Z.ai's GLM-5 Targets Agentic, Long-Horizon Code and Tool Workflows

Z.ai’s GLM-5 arrives with a focus on long-horizon, agentic tasks

Z.ai unveiled GLM-5, positioning the model as a step away from “vibe coding” and toward agentic engineering for multi-step systems work. The release highlights expanded scale and training data, targeted benchmark wins, and a staggered rollout for paid subscribers.

What changed under the hood

Scales from 355B params (32B active) to 744B (40B active) across variants.
Pre-training data increased from 23T to 28.5T tokens.

Those figures frame GLM-5 as a materially larger iteration compared with GLM-4.5, with architecture and training adjustments aimed at sustained, tool-driven workflows rather than single-turn code completions.

Benchmarks and claims

Z.ai reports GLM-5 beating GLM-4.7 on an internal suite, CC-Bench-V2, with wins across frontend, backend, and long-horizon tasks (benchmark thread). On the simulated economic task Vending Bench 2, GLM-5 finished top among open-source models with a final balance of $4,432, approaching closed-source models on long-term planning metrics (Vending Bench 2 tweet).

Early community tests and comparisons are varied: several users praise coding and multi-agent behavior, while others call out latency and throughput issues — notably slower tokens-per-second performance in some deployments.

Availability, rollout, and weights

Access is being phased in for GLM Coding Plan subscribers due to compute limits:

Max plan users can enable GLM-5 immediately by changing the model name to "GLM-5" (example: ~/.claude/settings.json for Claude Code).
Other tiers will gain access progressively; requests to GLM-5 consume more quota than GLM-4.7. (Rollout note: https://t.co/Nk8Y98Il7s)

Weights and model files are publicly linked:

Weights posted by Z.ai: https://t.co/DteNDHjSEh
ModelScope mirror: https://t.co/SSPREfjt9f

Additional resources linked from the release include a tech blog (tech blog), an OpenRouter listing (previously Pony Alpha, https://t.co/7Khf64Lxg6), and a “try it now” endpoint in Z.ai’s ecosystem (https://t.co/WCqWT0raFJ).

Community reaction and ecosystem activity

Response to GLM-5 is mixed.

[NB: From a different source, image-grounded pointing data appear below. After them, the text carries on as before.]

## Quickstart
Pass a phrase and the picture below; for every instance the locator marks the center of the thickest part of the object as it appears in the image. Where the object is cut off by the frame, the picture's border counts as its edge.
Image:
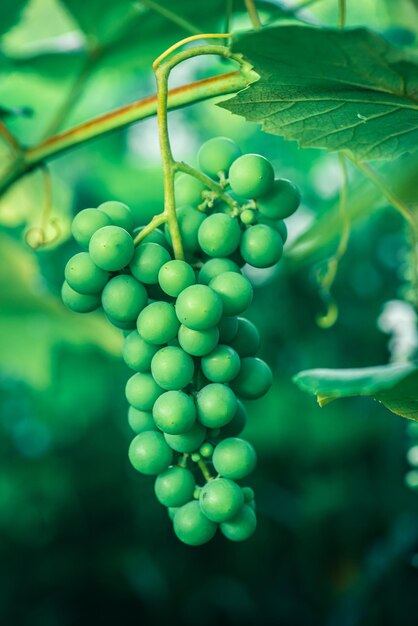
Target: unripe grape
(83, 275)
(119, 213)
(198, 307)
(137, 353)
(251, 176)
(221, 499)
(281, 202)
(155, 236)
(188, 190)
(248, 216)
(217, 155)
(247, 338)
(198, 342)
(189, 221)
(237, 424)
(206, 450)
(216, 405)
(235, 291)
(149, 453)
(174, 412)
(254, 379)
(140, 421)
(85, 223)
(175, 486)
(219, 235)
(228, 328)
(248, 494)
(172, 368)
(189, 441)
(221, 365)
(147, 261)
(123, 298)
(158, 323)
(174, 276)
(234, 458)
(242, 526)
(261, 246)
(216, 266)
(78, 302)
(191, 526)
(111, 248)
(142, 391)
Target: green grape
(281, 202)
(251, 176)
(175, 486)
(119, 213)
(147, 262)
(123, 298)
(79, 302)
(234, 458)
(242, 526)
(83, 275)
(228, 328)
(206, 450)
(248, 216)
(172, 368)
(198, 307)
(198, 342)
(215, 266)
(142, 391)
(261, 246)
(137, 353)
(282, 230)
(237, 424)
(216, 405)
(149, 453)
(126, 326)
(235, 291)
(189, 441)
(219, 235)
(221, 365)
(247, 338)
(175, 276)
(221, 499)
(172, 511)
(191, 526)
(188, 190)
(155, 236)
(111, 248)
(174, 412)
(248, 494)
(189, 221)
(140, 421)
(217, 155)
(254, 379)
(158, 323)
(85, 223)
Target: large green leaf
(394, 385)
(341, 90)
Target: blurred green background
(82, 538)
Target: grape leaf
(394, 385)
(10, 13)
(341, 90)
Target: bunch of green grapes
(192, 352)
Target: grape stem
(156, 221)
(27, 160)
(204, 469)
(162, 68)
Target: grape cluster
(192, 351)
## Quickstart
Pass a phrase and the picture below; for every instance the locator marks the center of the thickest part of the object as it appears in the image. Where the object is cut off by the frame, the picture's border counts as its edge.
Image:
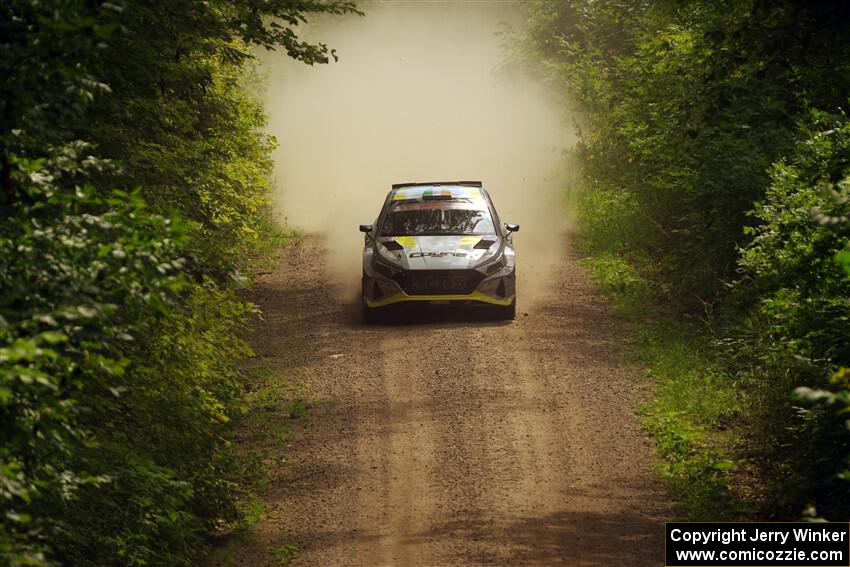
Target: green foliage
(134, 175)
(795, 333)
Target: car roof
(438, 190)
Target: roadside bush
(133, 181)
(795, 335)
(707, 176)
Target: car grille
(438, 282)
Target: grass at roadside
(274, 409)
(693, 404)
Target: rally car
(439, 243)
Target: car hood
(444, 252)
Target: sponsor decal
(437, 254)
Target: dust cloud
(421, 92)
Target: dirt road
(455, 442)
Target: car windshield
(434, 218)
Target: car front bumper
(498, 289)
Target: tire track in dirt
(456, 441)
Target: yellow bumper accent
(474, 296)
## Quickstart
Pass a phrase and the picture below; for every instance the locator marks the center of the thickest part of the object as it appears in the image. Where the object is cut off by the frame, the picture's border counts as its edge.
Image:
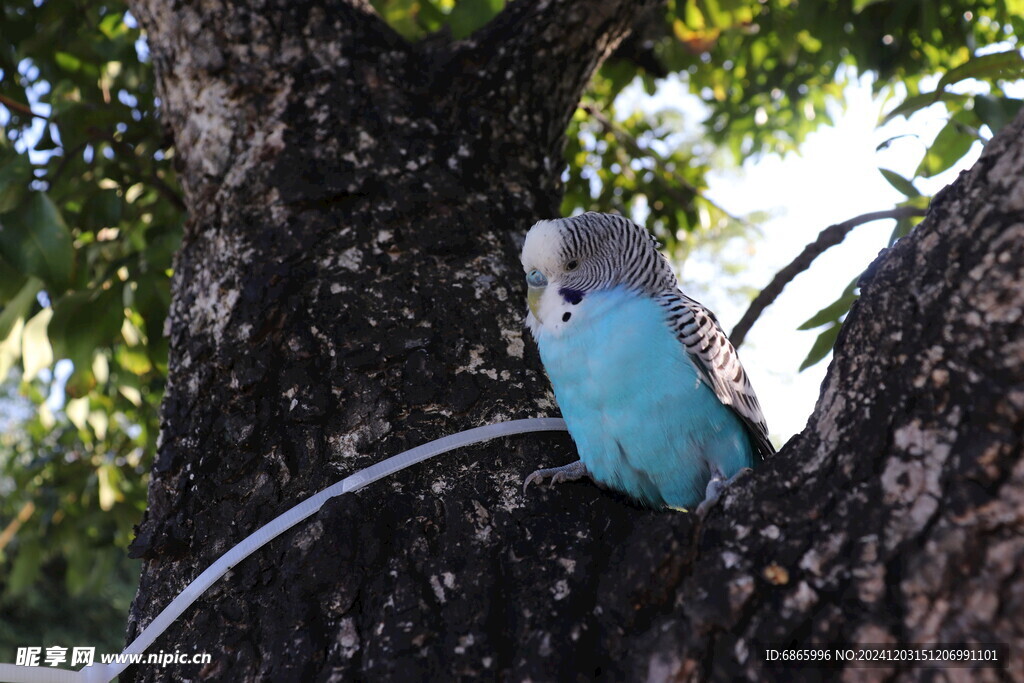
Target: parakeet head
(567, 258)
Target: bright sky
(835, 178)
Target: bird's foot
(569, 472)
(716, 485)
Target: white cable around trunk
(101, 673)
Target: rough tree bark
(348, 287)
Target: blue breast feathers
(641, 419)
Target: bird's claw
(569, 472)
(716, 485)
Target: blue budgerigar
(651, 390)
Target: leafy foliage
(90, 211)
(89, 219)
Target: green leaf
(859, 5)
(469, 15)
(821, 346)
(35, 240)
(996, 112)
(1009, 65)
(83, 322)
(102, 209)
(36, 350)
(11, 282)
(18, 307)
(26, 568)
(899, 182)
(15, 173)
(920, 101)
(949, 145)
(834, 311)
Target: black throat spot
(571, 296)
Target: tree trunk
(348, 287)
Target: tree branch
(829, 237)
(540, 56)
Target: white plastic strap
(102, 673)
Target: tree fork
(348, 287)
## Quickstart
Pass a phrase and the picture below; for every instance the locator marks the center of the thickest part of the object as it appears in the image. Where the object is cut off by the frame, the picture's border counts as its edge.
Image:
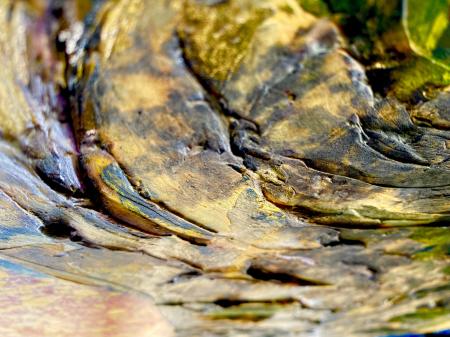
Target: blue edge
(431, 334)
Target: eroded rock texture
(221, 168)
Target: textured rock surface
(231, 173)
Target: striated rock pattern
(212, 168)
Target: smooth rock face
(225, 149)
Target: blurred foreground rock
(198, 168)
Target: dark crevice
(229, 302)
(345, 242)
(185, 276)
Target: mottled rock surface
(213, 168)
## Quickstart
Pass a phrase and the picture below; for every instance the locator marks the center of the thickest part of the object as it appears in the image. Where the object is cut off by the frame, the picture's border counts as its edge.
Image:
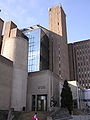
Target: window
(34, 50)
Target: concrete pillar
(16, 49)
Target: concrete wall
(6, 72)
(1, 28)
(79, 62)
(15, 48)
(59, 63)
(42, 83)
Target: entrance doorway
(41, 102)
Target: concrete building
(1, 28)
(40, 95)
(38, 52)
(15, 48)
(33, 75)
(78, 93)
(79, 62)
(58, 51)
(6, 74)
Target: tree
(66, 97)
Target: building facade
(40, 95)
(58, 59)
(38, 52)
(15, 48)
(79, 62)
(1, 28)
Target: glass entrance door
(42, 102)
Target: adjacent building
(1, 28)
(79, 62)
(35, 61)
(58, 57)
(38, 51)
(15, 48)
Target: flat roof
(32, 28)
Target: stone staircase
(59, 114)
(29, 116)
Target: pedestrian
(35, 116)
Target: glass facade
(34, 50)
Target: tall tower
(15, 48)
(1, 28)
(58, 42)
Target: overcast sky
(26, 13)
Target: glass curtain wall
(34, 50)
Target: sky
(25, 13)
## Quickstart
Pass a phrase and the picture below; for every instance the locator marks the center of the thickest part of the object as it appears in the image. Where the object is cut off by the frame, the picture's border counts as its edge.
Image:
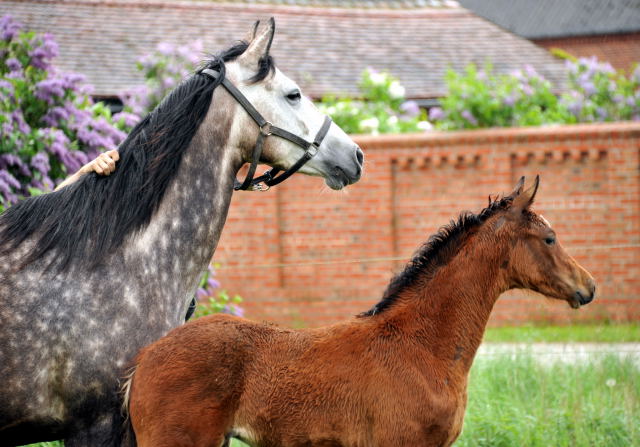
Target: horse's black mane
(92, 217)
(436, 252)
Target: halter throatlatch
(267, 129)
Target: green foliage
(163, 69)
(381, 109)
(221, 302)
(49, 125)
(480, 98)
(212, 300)
(522, 401)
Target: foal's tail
(128, 435)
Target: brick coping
(625, 129)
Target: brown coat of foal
(393, 376)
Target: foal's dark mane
(439, 249)
(92, 217)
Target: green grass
(577, 333)
(520, 402)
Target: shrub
(49, 126)
(163, 69)
(213, 300)
(480, 98)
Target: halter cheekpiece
(269, 178)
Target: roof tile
(324, 49)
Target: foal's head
(536, 260)
(279, 99)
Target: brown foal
(393, 376)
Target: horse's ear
(260, 44)
(252, 34)
(522, 199)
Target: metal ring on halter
(267, 125)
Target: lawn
(515, 400)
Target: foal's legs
(200, 428)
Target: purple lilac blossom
(129, 119)
(201, 294)
(18, 119)
(40, 162)
(13, 64)
(13, 160)
(601, 113)
(436, 113)
(7, 129)
(49, 89)
(467, 115)
(9, 179)
(43, 52)
(56, 115)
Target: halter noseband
(266, 129)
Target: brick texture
(303, 255)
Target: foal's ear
(260, 44)
(522, 199)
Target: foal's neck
(449, 312)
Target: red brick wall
(621, 50)
(303, 255)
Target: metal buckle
(265, 129)
(260, 187)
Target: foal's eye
(294, 96)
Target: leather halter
(269, 178)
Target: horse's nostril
(359, 156)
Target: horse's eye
(294, 96)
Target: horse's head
(279, 99)
(536, 260)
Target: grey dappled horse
(102, 267)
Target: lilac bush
(211, 299)
(49, 125)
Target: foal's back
(267, 385)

Positive notes include rapid third-party support (day-zero Baseten integration: https://t.co/pw8FuUjx4V), community uploads of GGUFs for local runs (https://t.co/2h7UIRq9wJ), and free access pathways promoted by smaller providers. Criticisms center on pricing and plan changes, reported plan downgrades, and slower inference speeds; some users flagged steep price increases and quota concerns. There are also requests for deeper reliability evaluations on multi-step agent workflows and tool-call robustness.

Developer implications

GLM-5’s stated emphasis on agentic engineering and extended tool-call sessions suggests a shift toward models designed for sustained workflows: planning, tool orchestration, and iterative debug-fix-verify loops. Important developer-facing points:

Scale and training corpus increases that may improve multi-step coherence.
Higher quota cost for GLM-5 calls, relevant for integration planning.
Availability of weights and community GGUFs enables local experimentation and quantization workstreams.

Further validation will depend on independent benchmarks covering throughput, degradation under heavy tool-call loads, and behavior across real-world agent scenarios.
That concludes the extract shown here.